Plus the mix of cissus and rapidcuts is a nice double whammy to keep me fairly chipper and again to help keep what i've packed on. I do plan on having a refeed once a week, to keep that metabolism ticking over. No cheating of course all simple carbs with the fats heavily knocked back, though having to go back into keto every week will be interesting. I'm sure i'll get used to it soon enough.

Oh and my guts have been interesting for the past day or two lol.


----------



## Dazza (Aug 7, 2010)

Been a while, it's now day 13 of me diet, err it's going alright. Being strict on macros of course and so far no strength lost odd thing is i haven't dropped weight, yet my trousers are getting looser, could i have gained a bit and lost some fat?

Perhaps im really hoping so, anyway feeling quite good necking bcaa's like no tomorrow.

Had me the one refeed so far, the body really responded and soaked it up like a sponge, looked great in the gym how long will i keep this up for, im not sure i'll see how things go.


----------



## craftybutcher (Aug 10, 2009)

Good feeling that. "Why am I still xxx weight?" then finding you are using a new notch on the belt.


----------



## Dazza (Aug 7, 2010)

Indeed though i really don't want to get my hopes up just in case. I'll keep on plugging and see how things go.

Mind i puffed right up on refeed day, that with daa and asgt made for quite a workout.


----------



## Dazza (Aug 7, 2010)

Well today was interesting, i started at 15st 11 1/4lb im now 15st 8 3/4lb.

This is of course during the session so id say 2.5lb of fat loss plus water over 15 days, not too shabby and strength is still up there, though i will bump the fats if i do feel myself getting weaker. So far it's not strength more i run out of steam earlier, i find lots of bcaa's pre wo reduces this by a fair margin.

Mood is up, had my refeed yesterday, which is a real nice thing to have, doesn't feel like a diet which is nice. Jeans at 34" are starting to hang off my arse, which is always a good sign as that's the first place i lose it along with my upper abs, the lower as always coming last.

Also getting a lot more attention in the gym so doing something right 

The rapidcuts are really helping, mood is elevated whilst taking it plus for the first day or two i get a good pump and feel really pshyched.


----------



## Dazza (Aug 7, 2010)

Well that was a crappy workout. Just getting over a bout of bronchitis and strength was down, not by much but it was there, im really hoping it's just this bug.

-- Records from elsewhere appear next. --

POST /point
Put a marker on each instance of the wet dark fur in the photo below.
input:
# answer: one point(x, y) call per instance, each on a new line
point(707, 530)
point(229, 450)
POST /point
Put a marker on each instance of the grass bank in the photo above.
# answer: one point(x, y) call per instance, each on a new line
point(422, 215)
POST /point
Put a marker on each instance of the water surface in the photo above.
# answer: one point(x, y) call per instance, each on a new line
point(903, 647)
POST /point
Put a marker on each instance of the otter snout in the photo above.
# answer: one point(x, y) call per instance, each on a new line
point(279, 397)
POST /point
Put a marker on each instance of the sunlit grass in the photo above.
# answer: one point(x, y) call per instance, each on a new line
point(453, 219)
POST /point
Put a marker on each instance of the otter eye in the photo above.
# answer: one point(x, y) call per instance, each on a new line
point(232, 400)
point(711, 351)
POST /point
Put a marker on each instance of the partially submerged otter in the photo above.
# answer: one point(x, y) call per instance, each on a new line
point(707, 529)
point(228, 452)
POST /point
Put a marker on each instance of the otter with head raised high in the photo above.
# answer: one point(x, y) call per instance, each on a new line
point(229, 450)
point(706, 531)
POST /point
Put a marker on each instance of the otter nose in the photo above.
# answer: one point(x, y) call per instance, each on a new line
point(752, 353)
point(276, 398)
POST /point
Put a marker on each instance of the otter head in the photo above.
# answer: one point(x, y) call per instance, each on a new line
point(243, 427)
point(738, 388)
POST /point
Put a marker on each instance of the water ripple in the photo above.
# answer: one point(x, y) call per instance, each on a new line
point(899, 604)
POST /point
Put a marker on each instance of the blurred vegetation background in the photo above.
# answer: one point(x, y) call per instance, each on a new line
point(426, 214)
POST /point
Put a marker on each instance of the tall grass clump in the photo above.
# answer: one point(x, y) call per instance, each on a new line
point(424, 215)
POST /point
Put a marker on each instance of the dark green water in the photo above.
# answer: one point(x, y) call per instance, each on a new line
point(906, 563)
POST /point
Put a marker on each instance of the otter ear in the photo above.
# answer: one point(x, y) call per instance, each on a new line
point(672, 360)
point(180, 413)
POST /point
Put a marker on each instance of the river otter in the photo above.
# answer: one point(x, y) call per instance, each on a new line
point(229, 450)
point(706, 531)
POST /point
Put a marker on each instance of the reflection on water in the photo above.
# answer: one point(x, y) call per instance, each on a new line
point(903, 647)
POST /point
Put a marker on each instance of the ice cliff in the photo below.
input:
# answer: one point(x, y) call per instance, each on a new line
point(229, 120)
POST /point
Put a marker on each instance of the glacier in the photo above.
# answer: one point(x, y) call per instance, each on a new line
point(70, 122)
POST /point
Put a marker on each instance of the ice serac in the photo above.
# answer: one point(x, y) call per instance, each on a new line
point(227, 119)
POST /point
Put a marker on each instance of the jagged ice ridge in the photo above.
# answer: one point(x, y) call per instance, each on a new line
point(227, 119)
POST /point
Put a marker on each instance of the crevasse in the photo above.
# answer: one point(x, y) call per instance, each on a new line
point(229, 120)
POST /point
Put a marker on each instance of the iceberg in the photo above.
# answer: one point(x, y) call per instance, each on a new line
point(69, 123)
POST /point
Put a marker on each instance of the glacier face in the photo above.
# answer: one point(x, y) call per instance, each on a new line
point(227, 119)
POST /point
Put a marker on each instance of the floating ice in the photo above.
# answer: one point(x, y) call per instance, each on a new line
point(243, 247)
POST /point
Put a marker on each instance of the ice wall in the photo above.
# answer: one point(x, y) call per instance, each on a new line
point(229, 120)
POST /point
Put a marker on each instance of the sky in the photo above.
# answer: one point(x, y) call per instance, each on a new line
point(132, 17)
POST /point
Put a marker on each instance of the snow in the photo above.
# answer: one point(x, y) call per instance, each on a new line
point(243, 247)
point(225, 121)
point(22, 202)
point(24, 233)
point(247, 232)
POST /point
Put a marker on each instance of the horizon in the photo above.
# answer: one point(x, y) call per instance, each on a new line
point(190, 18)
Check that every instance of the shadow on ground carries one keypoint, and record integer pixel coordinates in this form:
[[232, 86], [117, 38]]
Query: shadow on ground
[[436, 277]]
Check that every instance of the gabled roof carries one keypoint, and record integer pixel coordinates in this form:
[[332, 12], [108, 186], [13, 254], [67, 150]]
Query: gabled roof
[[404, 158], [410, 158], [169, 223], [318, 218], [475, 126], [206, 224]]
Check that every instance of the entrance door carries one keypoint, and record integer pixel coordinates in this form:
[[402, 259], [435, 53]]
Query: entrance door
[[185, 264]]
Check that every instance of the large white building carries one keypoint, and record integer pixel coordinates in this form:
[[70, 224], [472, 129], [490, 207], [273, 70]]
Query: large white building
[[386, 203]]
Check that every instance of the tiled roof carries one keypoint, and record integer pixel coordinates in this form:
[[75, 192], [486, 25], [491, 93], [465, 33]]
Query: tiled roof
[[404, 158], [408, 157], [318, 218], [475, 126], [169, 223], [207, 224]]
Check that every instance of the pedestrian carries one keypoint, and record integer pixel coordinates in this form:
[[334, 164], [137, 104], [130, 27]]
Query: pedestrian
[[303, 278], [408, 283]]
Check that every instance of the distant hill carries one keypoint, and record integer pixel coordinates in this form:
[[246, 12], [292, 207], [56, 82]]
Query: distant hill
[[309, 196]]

Also im down a few pounds, as above on sunday i was 15st 8 34lb im now 15st 4 3/4lb, a bit worrying, can't be muscle can it surely not?

Anyway im feeling weak as a kitten so im hoping it's just my body being totally depleted from this bug, macros are good but i will keep an eye on this and if necessary do a mini bulk for a week or two to kickstart things.

Can't wait for the weigh in after my refeed, then i should have a better picture of what is going on. For now i'll bump the fats a bit.


----------



## Ninja (Apr 28, 2010)

Dazzza said:


> Indeed though i really don't want to get my hopes up just in case. I'll keep on plugging and see how things go.
> 
> Mind i puffed right up on refeed day, that with daa and asgt made for quite a workout.


is it d-aspartic acid?


----------



## Dazza (Aug 7, 2010)

Yeah just on refeeds mind, heard it can knock you out of keto, obviously doesn't matter on a refeed, but during the week i take cissus and rapidcuts, along with my staple vits, bcaa's and fish oil.

Anyway bugger it, got some lemsip with a spoon of honey, and a nice beef sandwich on burgen bread, lets see how i feel in the morning.


----------



## Ninja (Apr 28, 2010)

I've been using it on keto for more than 2 weeks and i looked more 'fuller' than usually when i'm on keto . ausbuilt gave me some good info about it so i stopped using daa while i'm on keto and only then i felt like i'm on diet:laugh: Also it took me 2 weeks to feel daa working (strength was up alot) so i don't think it will make any difference for ya on refeed days. Good luck with your goals! :thumbup1:

Ninja


----------



## Dazza (Aug 7, 2010)

Thanks, you're probably right i'll stop using it for now, i should however finish off that hmb powder i've got kicking around.

Anyway feeling better now, muscles are feeling fuller so i can stop worrying about my hard earned gains going. Been docs and got my amoxil that'll knock the bugger on it's head.


----------



## Dazza (Aug 7, 2010)

Anyway nearly week three now, getting settled in and learning to ALWAYS keep a jar of pb at hand, great stuff for keto.

Also learned it's a ckd diet im doing, only i didn't know anyway it's working great, the fat is gradually coming off, and my physique is gradually showing especially the delts and pecs. I won't go silly low bf just enough that im happy, then i'll kick off the bulk again.

Im more worried about size/strength rather than being lean, it's not like im jay cutler or anything.

Diet time wise oh i dunno, anywhere between 2-3 months id say, just going to play it by ear for now.


----------



## Dazza (Aug 7, 2010)

Well four weeks now, and it's getting harder. Strength remains the same but i can feel my body is fighting to hold onto my fat stores, also lost just 1/2lb this week but however im feeling like i've dropped more than that, so must be a good thing.

Anyway keeping a close eye on my macro's as always, my body is screaming out for a refeed come end of the week.


----------



## Dazza (Aug 7, 2010)

Nearly week six now, weight is coming off slowly again, not sure why it got stuck for a bit seeing as macros are good. I'm guessing it's the body fighting the weight loss.

Oddly felt really good in the gym yesterday, ok the tank was empty but i had a good sense of well being, strength remains the same if not slightly more, so clearly the supps im taking are working a treat. Plus i switched to usn pure protein, so i feel the added glutamine and mct oil is really helping things.

Having the keto flu each week isn't pleasant, more hunger pangs than anything else, but it's short lived and if anything getting shorter. Fat around the gut is less pronounced, perhaps in 2-3 weeks i may even see some abs all being well.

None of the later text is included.